The study, carried out by researchers at Oslo University Hospital and the Norwegian Center for Stem cell Research, Oslo University, sought to determine if MSCs from different organs would result in different functional outcomes.
"Despite advances in revascularization and medical therapy, acute myocardial infarction (AMI) and heart failure are still important causes of morbidity and mortality in industrialized countries," said study co-author Dr. Jan E. Brinchmann of the Norwegian center for Stem Cell Research at Oslo University Hospital, Oslo. "AMI leads to a permanent loss of contractile elements in the heart and the formation of fibrous scarring. Regeneration of contractile myocardium has been a target of cell therapy for more than a decade."
According to Dr. Brinchmann, MSCs tolerate hypoxia, secrete angiogenic factors and have been shown to improve vascularization; thus, they have properties suggesting that they may beneficially impact AMI, chronic heart failure and angina pectoris after cell transplantation.
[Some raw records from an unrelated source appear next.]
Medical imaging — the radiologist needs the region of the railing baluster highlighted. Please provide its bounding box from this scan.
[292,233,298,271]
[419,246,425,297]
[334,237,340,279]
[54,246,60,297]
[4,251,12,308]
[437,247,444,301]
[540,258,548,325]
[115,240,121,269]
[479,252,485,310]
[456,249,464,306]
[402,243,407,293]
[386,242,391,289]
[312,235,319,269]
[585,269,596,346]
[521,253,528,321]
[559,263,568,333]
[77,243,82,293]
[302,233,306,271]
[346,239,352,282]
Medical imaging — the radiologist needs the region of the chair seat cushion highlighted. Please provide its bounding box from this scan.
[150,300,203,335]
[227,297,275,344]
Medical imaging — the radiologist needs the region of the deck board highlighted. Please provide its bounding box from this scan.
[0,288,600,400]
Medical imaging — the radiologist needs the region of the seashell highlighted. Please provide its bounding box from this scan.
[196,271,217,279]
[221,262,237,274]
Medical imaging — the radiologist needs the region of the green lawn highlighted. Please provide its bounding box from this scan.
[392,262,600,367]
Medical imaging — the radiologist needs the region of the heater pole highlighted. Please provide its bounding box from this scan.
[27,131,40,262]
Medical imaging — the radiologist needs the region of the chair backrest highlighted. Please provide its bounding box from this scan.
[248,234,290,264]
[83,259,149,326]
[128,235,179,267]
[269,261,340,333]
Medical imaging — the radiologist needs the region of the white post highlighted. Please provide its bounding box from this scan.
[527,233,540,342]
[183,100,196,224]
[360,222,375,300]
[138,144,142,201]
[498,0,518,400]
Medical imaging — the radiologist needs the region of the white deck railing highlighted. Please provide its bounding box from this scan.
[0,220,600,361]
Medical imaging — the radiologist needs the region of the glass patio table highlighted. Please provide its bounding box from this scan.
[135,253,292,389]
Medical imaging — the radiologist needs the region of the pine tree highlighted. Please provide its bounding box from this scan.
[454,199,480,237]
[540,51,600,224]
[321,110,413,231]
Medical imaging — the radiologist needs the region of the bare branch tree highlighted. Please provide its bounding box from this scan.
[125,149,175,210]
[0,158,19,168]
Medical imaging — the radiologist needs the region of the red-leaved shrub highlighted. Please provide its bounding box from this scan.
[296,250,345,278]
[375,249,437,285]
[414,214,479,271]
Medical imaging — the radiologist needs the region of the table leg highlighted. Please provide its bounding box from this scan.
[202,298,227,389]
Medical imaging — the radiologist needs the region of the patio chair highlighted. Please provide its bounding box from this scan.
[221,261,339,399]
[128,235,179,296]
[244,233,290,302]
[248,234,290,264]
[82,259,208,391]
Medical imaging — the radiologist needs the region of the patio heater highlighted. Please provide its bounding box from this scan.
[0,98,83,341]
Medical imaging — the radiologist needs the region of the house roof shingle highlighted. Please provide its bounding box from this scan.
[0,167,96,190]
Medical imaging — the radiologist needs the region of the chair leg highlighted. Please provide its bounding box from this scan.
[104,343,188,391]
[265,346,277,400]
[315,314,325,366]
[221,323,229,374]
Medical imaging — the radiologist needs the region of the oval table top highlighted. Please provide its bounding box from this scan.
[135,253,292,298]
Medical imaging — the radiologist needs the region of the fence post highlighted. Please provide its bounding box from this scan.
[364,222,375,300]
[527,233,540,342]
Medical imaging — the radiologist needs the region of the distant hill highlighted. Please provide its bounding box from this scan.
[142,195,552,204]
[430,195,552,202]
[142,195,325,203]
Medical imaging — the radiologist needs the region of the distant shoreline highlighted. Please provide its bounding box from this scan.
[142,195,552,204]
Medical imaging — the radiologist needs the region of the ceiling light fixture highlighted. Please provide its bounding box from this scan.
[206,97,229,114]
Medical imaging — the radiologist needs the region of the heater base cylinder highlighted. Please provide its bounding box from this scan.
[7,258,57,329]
Following injection into the "border zone" and infarct area of immunodeficient rats one week after induced myocardial infarction, the researchers used echocardiography to measure myocardial function and other analyses to measure the size of scaring, density of blood vessels in the scar, and the health of myocardial tissues.
"Our results showed that intramyocardial injection of both ADSCs and SM-MSCs one week after AMI led to a substantial decrease in infarct size and a significant improvement in left ventricle function when compared with injections of cell culture medium alone," concluded the authors. "There was a trend toward better functional improvement in the SM-MSC group when compared to the ADSC group, but this did not reach significance."
They concluded that many questions remain unanswered, including the question of whether MSCs isolated from different organisms could result in different functional outcomes. Other unanswered questions relate to the optimal time delay between the onset of myocardial infarction and injection of MSCs. These cells do, however, still appear to be "a potentially interesting adjuvant treatment modality for selected patients following acute myocardial infarction," they concluded.